By Kausha Luna on October 31, 2017

An opinion article titled, "Migration A Big Stomping Monster",' published in the Guatemalan news daily Siglo 21, considers the following benefits and costs of Guatemalan emigration to the United States.


  • Remittances. The author argues migration is a "robust" business for Guatemala. Remittances sent to Guatemala from abroad comprise a significant portion of the country's gross domestic product (GDP). Moreover, this source of income has kept prices from skyrocketing, as has been the case in other countries. Additionally, remittances appear to benefit migrants' families, the country, and banks.

However, the author notes, an analysis on migration cannot end there; it requires a more holistic perspective. As such, the author outlines the following negative effects of emigration.


  • Remittances. While there are certain benefits to remittances, the author recognizes that they also create a loss of capital for the migrant-receiving countries.
  • Illegal immigration. One of the biggest costs of migrating to the United States, as the author writes, is the fact that many who choose to leave Guatemala do so illegally. Consequently, as they make their way north, many are assaulted, discriminated against, violated, and/or kidnapped. And when they arrive to the United States they sometimes lack a place to stay, may not know anyone, and lack the resources to lead a quality life.
  • Jobs. The author also acknowledges that immigrants "occupy jobs of native people" and this "generates unemployment". But of more significance to the author, the "real problem" is the exploitation that migrants experience under employers who do not provide good working conditions and/or offer poor wages.
  • Family.

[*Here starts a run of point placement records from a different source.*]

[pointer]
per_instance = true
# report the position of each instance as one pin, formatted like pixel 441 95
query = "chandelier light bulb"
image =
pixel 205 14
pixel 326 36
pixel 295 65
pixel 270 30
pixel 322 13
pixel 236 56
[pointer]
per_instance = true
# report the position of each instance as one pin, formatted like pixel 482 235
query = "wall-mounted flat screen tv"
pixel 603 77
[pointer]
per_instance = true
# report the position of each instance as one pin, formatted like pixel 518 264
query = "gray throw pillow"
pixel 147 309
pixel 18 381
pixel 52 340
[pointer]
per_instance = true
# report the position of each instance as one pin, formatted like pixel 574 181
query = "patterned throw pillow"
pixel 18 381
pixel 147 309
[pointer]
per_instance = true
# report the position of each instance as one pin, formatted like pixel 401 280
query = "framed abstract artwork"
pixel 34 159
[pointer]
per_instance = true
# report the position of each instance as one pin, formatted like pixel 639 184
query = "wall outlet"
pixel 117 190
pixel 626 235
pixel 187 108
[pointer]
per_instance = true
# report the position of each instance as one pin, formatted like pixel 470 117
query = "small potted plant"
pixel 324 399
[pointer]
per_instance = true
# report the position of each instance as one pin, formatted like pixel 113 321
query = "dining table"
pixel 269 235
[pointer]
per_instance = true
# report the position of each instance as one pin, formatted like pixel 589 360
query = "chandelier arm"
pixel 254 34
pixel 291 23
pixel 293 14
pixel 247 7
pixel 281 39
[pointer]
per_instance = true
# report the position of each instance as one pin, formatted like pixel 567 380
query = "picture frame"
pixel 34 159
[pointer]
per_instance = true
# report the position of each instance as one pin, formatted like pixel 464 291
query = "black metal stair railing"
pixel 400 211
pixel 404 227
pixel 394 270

Another cost of emigration presented by the author is that of family disintegration. The obvious separation occurs when a family member (typically a male) leaves for the United States. However, the author adds that the disintegration continues for those migrants who return to find that their children have grown up, their spouses have entered other relationships, and that parents and grandparents have died.

In light of these consequences, the author proposes the question "Is it worth it?" The question raised by the author is one that is worth considering in relation to U.S. immigration policies and their capacity to incentivize or deter migration. Over several years, U.S. immigration policies have acted as a magnet, but the costs have largely gone ignored.